Collins was a military brat who was fortunate enough to have a father that taught her the truth about historical events, not the propaganda taught in our public schools today.
“He was career Air Force, a military specialist, a historian, and a doctor of political science. When I was a kid, he was gone for a year in Vietnam. It was very important to him that we understood about certain aspects of life. So, it wasn’t enough to visit a battlefield, we needed to know why the battle occurred, how it played out, and the consequences. Fortunately, he had a gift for presenting history as a fascinating story. He also seemed to have a good sense of exactly how much a child could handle, which is quite a bit.”
You can read the rest of this thought-provoking piece, and more, here.


Ralph Steel said...

"So, it wasn’t enough to visit a battlefield, we needed to know why the battle occurred, how it played out, and the consequences."

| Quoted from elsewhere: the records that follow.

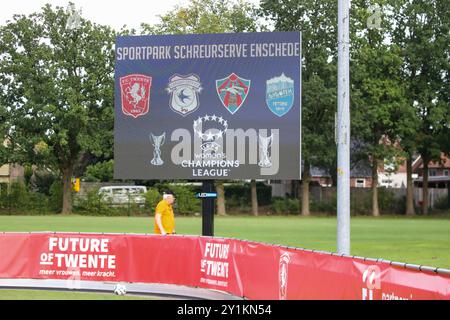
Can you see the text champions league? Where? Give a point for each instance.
(208, 51)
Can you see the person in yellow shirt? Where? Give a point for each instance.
(164, 218)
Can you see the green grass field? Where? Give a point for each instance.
(63, 295)
(417, 240)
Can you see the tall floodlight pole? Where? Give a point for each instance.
(343, 130)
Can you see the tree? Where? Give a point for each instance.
(57, 85)
(421, 29)
(316, 19)
(208, 16)
(254, 197)
(377, 92)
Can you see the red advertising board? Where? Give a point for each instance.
(246, 269)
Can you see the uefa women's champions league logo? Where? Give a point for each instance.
(209, 136)
(157, 142)
(283, 275)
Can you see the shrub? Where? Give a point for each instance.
(56, 196)
(100, 172)
(285, 206)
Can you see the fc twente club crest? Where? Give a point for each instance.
(232, 91)
(184, 92)
(280, 94)
(135, 94)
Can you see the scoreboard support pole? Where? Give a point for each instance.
(208, 208)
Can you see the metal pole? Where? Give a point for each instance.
(208, 209)
(343, 130)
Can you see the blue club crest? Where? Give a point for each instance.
(280, 94)
(184, 92)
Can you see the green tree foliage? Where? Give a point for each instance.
(207, 16)
(57, 88)
(378, 93)
(421, 30)
(317, 22)
(100, 172)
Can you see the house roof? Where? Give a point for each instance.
(433, 165)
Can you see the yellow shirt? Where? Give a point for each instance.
(167, 217)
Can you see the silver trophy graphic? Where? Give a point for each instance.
(157, 142)
(264, 144)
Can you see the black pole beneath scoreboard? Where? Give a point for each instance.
(208, 209)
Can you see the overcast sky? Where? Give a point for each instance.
(108, 12)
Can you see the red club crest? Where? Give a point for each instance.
(135, 93)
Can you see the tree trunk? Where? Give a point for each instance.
(220, 198)
(425, 187)
(306, 178)
(254, 198)
(375, 207)
(67, 190)
(409, 188)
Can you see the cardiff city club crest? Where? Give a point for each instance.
(232, 91)
(135, 92)
(184, 92)
(280, 94)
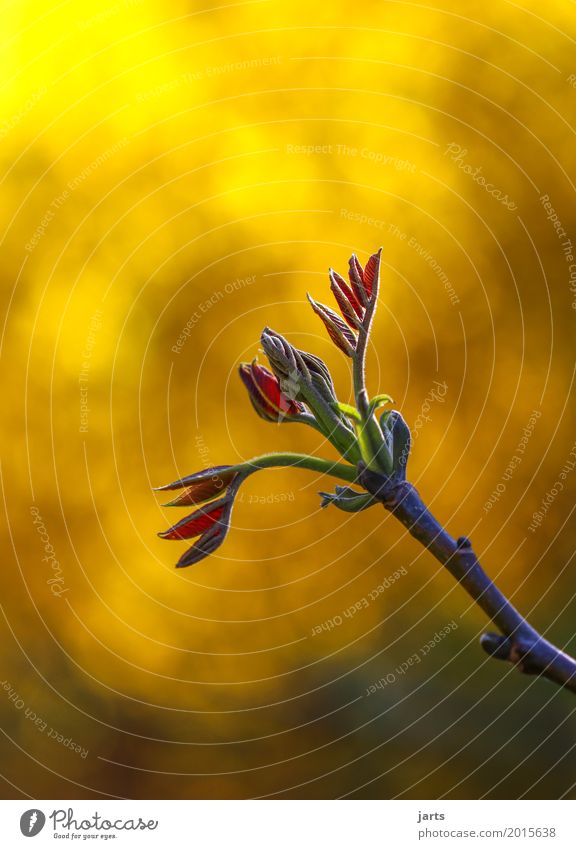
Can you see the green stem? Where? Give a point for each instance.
(301, 461)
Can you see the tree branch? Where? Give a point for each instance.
(518, 642)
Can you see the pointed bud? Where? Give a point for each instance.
(356, 277)
(197, 523)
(372, 274)
(210, 524)
(352, 311)
(337, 329)
(266, 395)
(218, 476)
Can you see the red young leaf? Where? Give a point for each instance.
(196, 524)
(370, 272)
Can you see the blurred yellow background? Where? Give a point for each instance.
(202, 167)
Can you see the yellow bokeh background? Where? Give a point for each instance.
(203, 167)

So maybe that is why they want to include the issue of slavery at NPS Civil War sites?!

Richard G. Williams, Jr. said...

The same thought crossed my mind when I read that quote Ralph. But there's a big difference to consider. This is a parent teaching HIS child what perspective HE wants them to focus on. The NPS is a tax-funded entity, so you get into all kinds of problems with moral and political issues. I don't have a problem with slavery being discussed in museums and related venues - of course it should be - as long as there is balance and both perspectives presented and its not uses as a morality play to trash Confederate soldiers - as we so often see on certain Civil War blogs.

ropelight said...

I seem to remember something recently about the Obama Administration's Core Curriculum initiative and its peculiar attempt to suppress contextual information in favor of focus almost exclusively on single issues in isolation. The Gettysburg address was the example.

Teachers were instructed to discourage classroom discussion of the WBTS, the Battle itself, or the reason Lincoln delivered the famed address and to focus their attention only on the words spoken.

It seemed about as wrongheaded an approach to public education as it's possible to get, yet nearly everything the Obama Administration does fits that mold.

Richard G. Williams, Jr. said...

Common Core, but I don't think this administration is involved, at least not directly. I believe this was a state by state initiative. Thankfully, the tide is turning against it. Bush's "No Child Left Behind" was almost as bad.